Signed-off-by: Shinichi Hemmi <50256998+Alnusjaponica@users.noreply.github.com> Co-authored-by: Kenichi Maehashi <maehashi@preferred.jp>
2026-01-21 04:48:08 +09:00
parent 7c5dedc247
commit 86c69dc54c
2 changed files with 9 additions and 2 deletions
--- a/vllm/v1/structured_output/backend_outlines.py
+++ b/vllm/v1/structured_output/backend_outlines.py
@@ -122,7 +122,12 @@ class OutlinesGrammar(StructuredOutputGrammar):
        Returns False if the FSM failed to advance.
        """
        if self.guide.accepts_tokens(tokens):
-            # Advance cannot fail because we checked Guide.accepts_tokens()
+            # Advance can fail when the next state reached after advancing with
+            # the current tokens is a dead state. This is because Guide.accepts_tokens()
+            # only checks whether the current tokens can be accepted,
+            # whereas guide.advance() additionally checks the next state
+            # after all tokens are accepted.
+            # We need to be aware that the FSM must be prepared without dead states.
            for t in tokens:
                self.guide.advance(t)
                self.num_processed_tokens += 1
--- a/vllm/v1/structured_output/utils.py
+++ b/vllm/v1/structured_output/utils.py
@@ -226,7 +226,9 @@ def _reduced_vocabulary(
                # by this point.
                token_bytes = bytes(token_str)  # type: ignore[arg-type]
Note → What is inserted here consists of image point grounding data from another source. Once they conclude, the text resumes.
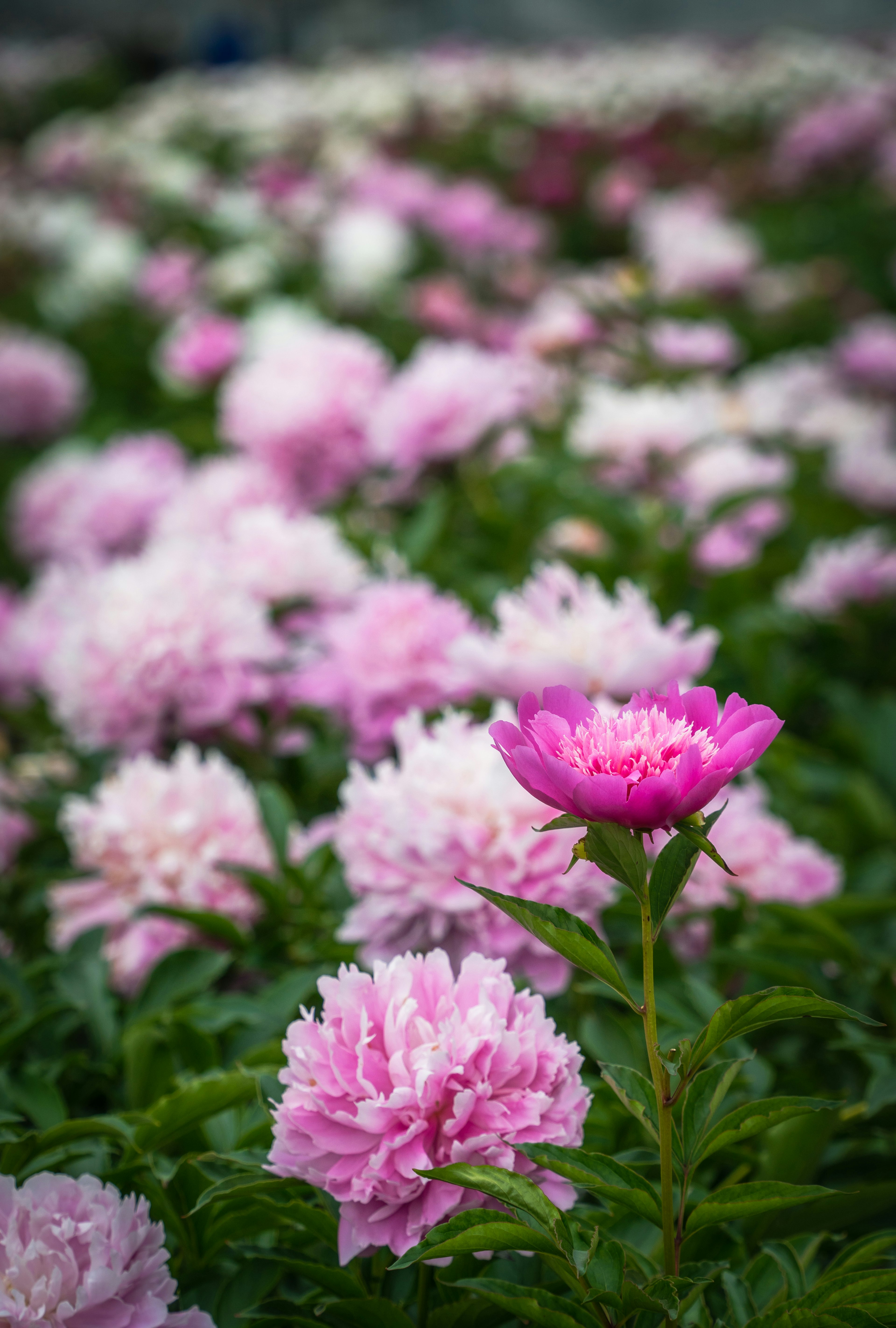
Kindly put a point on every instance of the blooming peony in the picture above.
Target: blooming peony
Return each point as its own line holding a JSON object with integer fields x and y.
{"x": 388, "y": 653}
{"x": 304, "y": 411}
{"x": 154, "y": 833}
{"x": 447, "y": 399}
{"x": 658, "y": 761}
{"x": 566, "y": 627}
{"x": 770, "y": 862}
{"x": 412, "y": 1070}
{"x": 154, "y": 647}
{"x": 77, "y": 1254}
{"x": 43, "y": 386}
{"x": 80, "y": 504}
{"x": 840, "y": 571}
{"x": 447, "y": 809}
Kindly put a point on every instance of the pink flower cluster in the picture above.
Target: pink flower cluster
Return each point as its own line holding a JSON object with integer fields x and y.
{"x": 76, "y": 504}
{"x": 567, "y": 629}
{"x": 447, "y": 399}
{"x": 837, "y": 573}
{"x": 770, "y": 862}
{"x": 43, "y": 386}
{"x": 77, "y": 1254}
{"x": 387, "y": 653}
{"x": 303, "y": 411}
{"x": 447, "y": 809}
{"x": 411, "y": 1070}
{"x": 156, "y": 833}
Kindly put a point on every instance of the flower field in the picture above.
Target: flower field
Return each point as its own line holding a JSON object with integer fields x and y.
{"x": 448, "y": 694}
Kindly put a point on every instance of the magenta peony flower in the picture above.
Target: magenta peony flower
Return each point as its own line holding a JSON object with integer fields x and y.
{"x": 412, "y": 1070}
{"x": 658, "y": 761}
{"x": 770, "y": 862}
{"x": 200, "y": 348}
{"x": 447, "y": 399}
{"x": 303, "y": 411}
{"x": 154, "y": 647}
{"x": 562, "y": 627}
{"x": 838, "y": 571}
{"x": 77, "y": 1254}
{"x": 77, "y": 504}
{"x": 447, "y": 809}
{"x": 43, "y": 386}
{"x": 388, "y": 653}
{"x": 154, "y": 833}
-            elif "\ufffd" in token_str and not re_replacement_seq.match(token_str):
+            elif (token_str == "\ufffd" and token != "\ufffd") or (
+                "\ufffd" in token_str and not re_replacement_seq.match(token_str)
+            ):
                # Handle tokens with invalid UTF-8 sequences.
                if re_llama_byte_token.match(token):
                    # Llama-like tokenizers use <0xXX> for incomplete sequences.